Auslegung des Feingussverfahrens

28.02.2025

1. Definition

Feinguss, auch bekannt als „WachsausschmelzverfahrenBei diesem Verfahren wird üblicherweise die Oberfläche der Wachsform mit mehreren Schichten feuerfester Materialien beschichtet. Nach dem Schmelzen der Wachsform und der Bildung einer Hülle wird diese gehärtet und getrocknet. Anschließend wird sie gebrannt und gegossen, um Gussteile zu erhalten. Aufgrund der hohen Maßgenauigkeit und Oberflächengüte der Gussteile wird dieses Verfahren auch als „Schmelzpräzisionsgießen“ bezeichnet.

 

2. Funktionen

1) Gussgenauigkeit im Allgemeinen bis zu CT4-6

2) Gießen von Gussteilen mit komplexen Formen, insbesondere Gießen von HochtemperaturteilenLegierungsguss

3) nicht den Beschränkungen des Gussmaterials unterliegen

4) Die Gussgröße darf nicht zu groß sein, auch das Gewicht ist begrenzt.

5) Der Prozess ist komplex und umfasst viele Verfahrensschritte, was die Produktionsprozesskontrolle erheblich erschwert.

6) Die Abkühlgeschwindigkeit des Gussteils ist langsam, wodurch das Gusskorn beim Pressen der flüssigen Form grob wird.
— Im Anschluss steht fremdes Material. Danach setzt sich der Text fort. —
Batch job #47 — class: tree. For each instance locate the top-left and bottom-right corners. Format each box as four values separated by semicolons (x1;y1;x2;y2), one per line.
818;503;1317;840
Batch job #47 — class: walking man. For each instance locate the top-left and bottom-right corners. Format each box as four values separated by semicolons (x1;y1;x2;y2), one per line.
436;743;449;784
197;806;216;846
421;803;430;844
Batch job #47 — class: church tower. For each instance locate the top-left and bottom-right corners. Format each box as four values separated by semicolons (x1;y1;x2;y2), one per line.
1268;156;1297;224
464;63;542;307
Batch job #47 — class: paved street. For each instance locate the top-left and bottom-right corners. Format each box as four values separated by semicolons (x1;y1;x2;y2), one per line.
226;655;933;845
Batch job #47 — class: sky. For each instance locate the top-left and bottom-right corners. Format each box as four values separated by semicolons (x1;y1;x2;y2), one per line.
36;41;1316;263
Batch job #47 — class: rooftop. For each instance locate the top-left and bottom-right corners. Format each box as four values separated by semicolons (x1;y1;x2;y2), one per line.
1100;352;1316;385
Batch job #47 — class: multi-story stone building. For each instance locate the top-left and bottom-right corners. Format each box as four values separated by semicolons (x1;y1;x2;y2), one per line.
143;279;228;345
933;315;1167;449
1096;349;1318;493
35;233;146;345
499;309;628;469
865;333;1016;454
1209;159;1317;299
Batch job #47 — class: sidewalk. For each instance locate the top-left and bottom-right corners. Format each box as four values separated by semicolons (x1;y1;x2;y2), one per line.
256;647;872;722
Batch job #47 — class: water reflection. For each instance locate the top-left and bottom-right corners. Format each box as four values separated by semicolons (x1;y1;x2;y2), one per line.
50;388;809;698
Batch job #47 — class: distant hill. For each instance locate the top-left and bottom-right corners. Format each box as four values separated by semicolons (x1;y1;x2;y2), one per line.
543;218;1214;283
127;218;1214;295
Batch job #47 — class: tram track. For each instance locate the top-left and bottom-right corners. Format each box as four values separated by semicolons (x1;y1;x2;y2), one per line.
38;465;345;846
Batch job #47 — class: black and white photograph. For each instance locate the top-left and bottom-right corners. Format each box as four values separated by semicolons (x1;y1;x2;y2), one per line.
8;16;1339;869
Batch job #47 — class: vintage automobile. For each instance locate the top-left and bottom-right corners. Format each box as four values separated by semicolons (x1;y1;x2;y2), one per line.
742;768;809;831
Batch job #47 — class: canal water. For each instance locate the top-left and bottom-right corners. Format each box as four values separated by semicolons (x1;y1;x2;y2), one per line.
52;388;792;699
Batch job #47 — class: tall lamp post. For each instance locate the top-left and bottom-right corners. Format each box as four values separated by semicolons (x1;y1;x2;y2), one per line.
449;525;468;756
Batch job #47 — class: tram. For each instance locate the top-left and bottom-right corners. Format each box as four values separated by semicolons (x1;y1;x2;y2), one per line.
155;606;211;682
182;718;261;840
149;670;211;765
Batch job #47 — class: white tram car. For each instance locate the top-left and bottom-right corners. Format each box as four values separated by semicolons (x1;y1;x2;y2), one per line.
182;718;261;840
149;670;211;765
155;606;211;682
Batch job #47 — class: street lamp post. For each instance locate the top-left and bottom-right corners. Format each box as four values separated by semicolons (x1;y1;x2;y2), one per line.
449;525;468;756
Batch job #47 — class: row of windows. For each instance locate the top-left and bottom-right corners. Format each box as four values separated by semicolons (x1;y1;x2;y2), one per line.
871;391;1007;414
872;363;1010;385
Durch die Verwendung des Hochdruckverfahrens zur Oberflächenbearbeitung des Formhohlraums wird eine relativ hohe Oberflächengüte erzielt. Zusätzlich wird die Form durch eine spezielle, hochtemperaturbeständige Bindemittelmischung und feuerfeste Materialien beschichtet, wodurch eine hohe Oberflächengüte im Formhohlraum mit direktem Kontakt zum flüssigen Metall erreicht wird. Daher ist die Oberflächengüte des Gussteils höher als die von herkömmlichen Gussteilen.

 

Der größte Vorteil des Feingussverfahrens liegt in der hohen Maßgenauigkeit und Oberflächengüte, die durchFeingussDadurch kann der Bearbeitungsaufwand reduziert werden. Bei Teilen mit hohen Anforderungen genügt es, ein geringes Bearbeitungszugabe einzuplanen, und manche Gussteile benötigen lediglich Schleif- und Polierzugabe, sodass keine Nachbearbeitung erforderlich ist. Es zeigt sich, dass das Feingussverfahren den Bedarf an Werkzeugmaschinen und Bearbeitungszeit erheblich reduziert und somit auch den Materialverbrauch deutlich senkt.